|Enter this space...|
|I'm Listening 24 x 30 oil painting|
If you are bemoaning your current state because it's not where you want to to be, turn around and see how far you've come.
So many days I hated the life I was living. I worked a job where there was no way I would advance and didn't care to. I was on the verge of losing the job and as it was said to me by my boss at the time, it was because "You aren't happy." My car was old and always problematic and though I worked diligently in my church, respected by my students, somehow all the "positions of prestige" were awarded to others. I was depressed, so much so, I could not see any light at all. I held on to my faith, but I wasn't allowing it to hold me. It was a matter of perspective, and quite honestly, I spent each day looking at the ground!

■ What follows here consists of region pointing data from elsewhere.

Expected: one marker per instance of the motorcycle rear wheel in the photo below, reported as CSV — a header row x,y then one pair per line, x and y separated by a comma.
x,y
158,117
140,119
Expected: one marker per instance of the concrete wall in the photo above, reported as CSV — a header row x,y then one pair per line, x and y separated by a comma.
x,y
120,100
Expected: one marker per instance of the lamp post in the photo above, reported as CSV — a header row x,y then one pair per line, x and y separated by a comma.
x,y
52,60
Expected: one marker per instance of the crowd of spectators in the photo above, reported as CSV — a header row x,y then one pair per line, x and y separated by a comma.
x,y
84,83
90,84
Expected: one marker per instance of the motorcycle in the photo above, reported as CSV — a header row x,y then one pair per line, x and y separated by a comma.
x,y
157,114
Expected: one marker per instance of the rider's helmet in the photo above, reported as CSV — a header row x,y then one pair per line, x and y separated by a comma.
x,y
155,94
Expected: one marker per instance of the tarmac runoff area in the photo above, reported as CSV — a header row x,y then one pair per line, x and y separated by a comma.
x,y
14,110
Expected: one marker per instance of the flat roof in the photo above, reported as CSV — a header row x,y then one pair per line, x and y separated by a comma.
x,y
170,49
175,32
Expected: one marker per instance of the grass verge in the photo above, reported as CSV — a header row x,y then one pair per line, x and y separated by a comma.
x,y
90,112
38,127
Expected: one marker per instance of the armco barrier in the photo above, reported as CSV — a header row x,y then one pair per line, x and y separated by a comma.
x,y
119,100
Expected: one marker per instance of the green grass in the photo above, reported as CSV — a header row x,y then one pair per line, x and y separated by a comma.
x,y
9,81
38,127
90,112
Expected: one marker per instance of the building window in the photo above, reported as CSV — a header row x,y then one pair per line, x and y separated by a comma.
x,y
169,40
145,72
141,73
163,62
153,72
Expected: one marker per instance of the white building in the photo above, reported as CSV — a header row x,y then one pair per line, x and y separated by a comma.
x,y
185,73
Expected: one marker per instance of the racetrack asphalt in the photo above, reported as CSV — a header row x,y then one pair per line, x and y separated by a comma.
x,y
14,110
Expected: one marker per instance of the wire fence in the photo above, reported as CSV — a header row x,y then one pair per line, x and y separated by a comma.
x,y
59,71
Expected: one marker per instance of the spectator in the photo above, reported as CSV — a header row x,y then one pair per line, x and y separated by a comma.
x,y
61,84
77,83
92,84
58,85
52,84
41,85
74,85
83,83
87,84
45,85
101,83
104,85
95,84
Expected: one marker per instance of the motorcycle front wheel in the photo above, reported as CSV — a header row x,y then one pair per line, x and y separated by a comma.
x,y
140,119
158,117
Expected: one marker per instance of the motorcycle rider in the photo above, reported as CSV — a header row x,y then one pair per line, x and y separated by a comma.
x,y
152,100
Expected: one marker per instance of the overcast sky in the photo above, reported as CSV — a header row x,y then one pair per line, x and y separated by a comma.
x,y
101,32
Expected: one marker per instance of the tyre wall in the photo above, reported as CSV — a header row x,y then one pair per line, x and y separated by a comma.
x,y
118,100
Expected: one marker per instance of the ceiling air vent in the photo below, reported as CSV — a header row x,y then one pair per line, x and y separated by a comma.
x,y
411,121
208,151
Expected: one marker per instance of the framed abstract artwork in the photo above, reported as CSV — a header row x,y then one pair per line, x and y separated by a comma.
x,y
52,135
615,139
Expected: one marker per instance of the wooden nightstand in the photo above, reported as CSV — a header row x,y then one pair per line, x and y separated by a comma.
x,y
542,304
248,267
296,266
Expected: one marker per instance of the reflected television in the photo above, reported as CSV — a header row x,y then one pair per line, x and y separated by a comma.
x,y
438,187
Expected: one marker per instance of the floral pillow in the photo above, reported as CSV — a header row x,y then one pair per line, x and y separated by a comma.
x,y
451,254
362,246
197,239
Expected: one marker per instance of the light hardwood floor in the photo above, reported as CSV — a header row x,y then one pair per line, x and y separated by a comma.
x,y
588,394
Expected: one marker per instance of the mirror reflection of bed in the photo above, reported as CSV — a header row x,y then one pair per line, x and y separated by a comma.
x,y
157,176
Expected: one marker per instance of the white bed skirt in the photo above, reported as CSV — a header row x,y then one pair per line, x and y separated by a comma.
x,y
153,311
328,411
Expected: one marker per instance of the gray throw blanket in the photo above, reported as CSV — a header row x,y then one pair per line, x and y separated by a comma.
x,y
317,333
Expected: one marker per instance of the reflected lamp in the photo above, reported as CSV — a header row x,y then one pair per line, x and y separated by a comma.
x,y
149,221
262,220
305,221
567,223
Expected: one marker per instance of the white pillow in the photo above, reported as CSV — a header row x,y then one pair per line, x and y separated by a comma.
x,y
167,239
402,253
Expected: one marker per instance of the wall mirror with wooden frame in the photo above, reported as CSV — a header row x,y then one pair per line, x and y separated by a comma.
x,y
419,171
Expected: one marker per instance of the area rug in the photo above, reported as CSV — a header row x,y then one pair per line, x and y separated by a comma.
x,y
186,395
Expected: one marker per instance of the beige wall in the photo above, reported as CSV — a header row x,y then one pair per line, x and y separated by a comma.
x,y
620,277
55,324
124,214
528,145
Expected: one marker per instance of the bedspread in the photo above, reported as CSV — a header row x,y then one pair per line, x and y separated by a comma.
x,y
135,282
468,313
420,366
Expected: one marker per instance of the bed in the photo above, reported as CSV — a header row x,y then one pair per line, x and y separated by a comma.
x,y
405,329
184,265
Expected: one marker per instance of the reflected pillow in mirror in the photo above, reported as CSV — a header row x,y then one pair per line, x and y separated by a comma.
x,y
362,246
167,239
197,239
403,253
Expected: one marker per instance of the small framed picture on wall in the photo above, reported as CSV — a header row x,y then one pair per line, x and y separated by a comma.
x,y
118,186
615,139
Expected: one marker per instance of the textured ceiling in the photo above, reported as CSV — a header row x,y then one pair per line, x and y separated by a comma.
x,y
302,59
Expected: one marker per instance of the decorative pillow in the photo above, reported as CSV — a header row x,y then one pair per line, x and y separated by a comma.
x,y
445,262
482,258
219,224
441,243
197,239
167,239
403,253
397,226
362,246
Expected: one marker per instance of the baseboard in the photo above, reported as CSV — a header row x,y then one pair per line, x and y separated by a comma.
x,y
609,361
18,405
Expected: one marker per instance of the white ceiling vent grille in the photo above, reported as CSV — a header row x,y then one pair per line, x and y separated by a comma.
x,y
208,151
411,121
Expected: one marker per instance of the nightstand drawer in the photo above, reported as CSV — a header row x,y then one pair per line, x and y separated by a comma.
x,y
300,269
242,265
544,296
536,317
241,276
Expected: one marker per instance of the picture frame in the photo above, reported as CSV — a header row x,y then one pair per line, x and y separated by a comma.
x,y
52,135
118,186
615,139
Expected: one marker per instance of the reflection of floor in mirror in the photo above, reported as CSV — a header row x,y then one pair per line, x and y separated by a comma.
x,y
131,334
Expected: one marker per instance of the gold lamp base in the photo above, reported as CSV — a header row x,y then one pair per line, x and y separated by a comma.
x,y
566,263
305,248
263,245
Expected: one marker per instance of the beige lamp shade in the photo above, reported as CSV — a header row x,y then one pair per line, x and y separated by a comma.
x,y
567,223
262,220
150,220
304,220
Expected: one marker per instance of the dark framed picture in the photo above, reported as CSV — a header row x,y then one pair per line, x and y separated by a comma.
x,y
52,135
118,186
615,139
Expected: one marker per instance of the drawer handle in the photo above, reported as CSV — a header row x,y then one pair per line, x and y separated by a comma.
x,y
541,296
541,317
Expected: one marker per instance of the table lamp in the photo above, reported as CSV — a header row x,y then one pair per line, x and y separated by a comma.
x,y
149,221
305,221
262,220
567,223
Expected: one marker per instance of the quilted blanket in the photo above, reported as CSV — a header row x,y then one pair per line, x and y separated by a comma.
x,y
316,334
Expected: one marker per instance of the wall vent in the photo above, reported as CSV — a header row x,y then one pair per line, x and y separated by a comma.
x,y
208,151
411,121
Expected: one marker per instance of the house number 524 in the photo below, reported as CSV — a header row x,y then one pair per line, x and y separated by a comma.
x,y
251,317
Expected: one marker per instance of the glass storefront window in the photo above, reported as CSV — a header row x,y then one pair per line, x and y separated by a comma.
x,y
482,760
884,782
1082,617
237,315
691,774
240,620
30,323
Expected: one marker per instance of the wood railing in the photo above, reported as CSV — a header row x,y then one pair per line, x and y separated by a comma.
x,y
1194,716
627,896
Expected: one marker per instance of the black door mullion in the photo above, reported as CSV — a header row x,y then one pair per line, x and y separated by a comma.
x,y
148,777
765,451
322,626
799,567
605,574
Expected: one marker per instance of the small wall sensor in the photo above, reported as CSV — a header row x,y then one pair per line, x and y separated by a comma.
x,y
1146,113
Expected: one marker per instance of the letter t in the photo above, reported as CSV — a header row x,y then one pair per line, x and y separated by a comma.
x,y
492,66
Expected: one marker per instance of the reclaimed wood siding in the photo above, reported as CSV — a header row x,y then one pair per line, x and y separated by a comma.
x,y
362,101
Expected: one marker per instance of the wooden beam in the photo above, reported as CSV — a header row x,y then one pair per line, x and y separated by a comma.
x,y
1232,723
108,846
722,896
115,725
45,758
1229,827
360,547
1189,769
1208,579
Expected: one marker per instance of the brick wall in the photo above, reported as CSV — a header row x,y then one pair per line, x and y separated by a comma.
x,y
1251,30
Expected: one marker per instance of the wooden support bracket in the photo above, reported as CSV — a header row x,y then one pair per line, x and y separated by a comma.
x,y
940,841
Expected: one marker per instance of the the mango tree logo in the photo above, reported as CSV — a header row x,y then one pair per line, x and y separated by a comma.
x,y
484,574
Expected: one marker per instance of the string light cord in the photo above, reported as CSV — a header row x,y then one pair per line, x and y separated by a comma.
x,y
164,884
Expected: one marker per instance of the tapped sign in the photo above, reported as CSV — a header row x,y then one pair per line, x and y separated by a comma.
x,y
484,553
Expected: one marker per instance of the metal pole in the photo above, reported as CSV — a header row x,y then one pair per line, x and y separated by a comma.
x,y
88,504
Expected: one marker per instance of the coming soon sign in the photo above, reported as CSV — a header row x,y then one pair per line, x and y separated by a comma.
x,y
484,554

One of the nagging issues in my life for many years was the absence of creativity. Sure I could creatively teach a Sunday School lesson, providing students with "food for the soul" to last a lifetime. I could preach a sermon, taking God's word and allowing it to filter through my perspective. When a friend or coworker needed to talk about their problems, I listened, prayed and opened my mouth to provide helpful suggestions and perspectives. But in my mind, this wasn't enough. I wanted to draw and paint.
It's 2014. I"ve been painting and drawing again nearly every day for five years. I always have an image or an idea for one in my head. At the moment, there's a painting and drawing that I can't wait to put my hand and soul upon!!! And I'm writing. I write every day, nearly all day. I'm sure my coworkers think I'm slacking off because I'm always hunched over my notepad writing something. When people need to talk, I listen. When they need a bit of advice or just another perspective, I'm there.
But the journey does not end there. In my heart, I can be as depressed as I was years ago. But depression, anxiety, even fear have a new perspective for me: they remind me "I'm not done yet!" I am thankful to be creative again. The very idea that I have more projects in mind that I have time to do is both motivating and depressing, but its so much further than years ago! Twenty years ago, I wouldn't allow myself to think about drawing and most certainly not painting. I built a 20' fence around visual expression.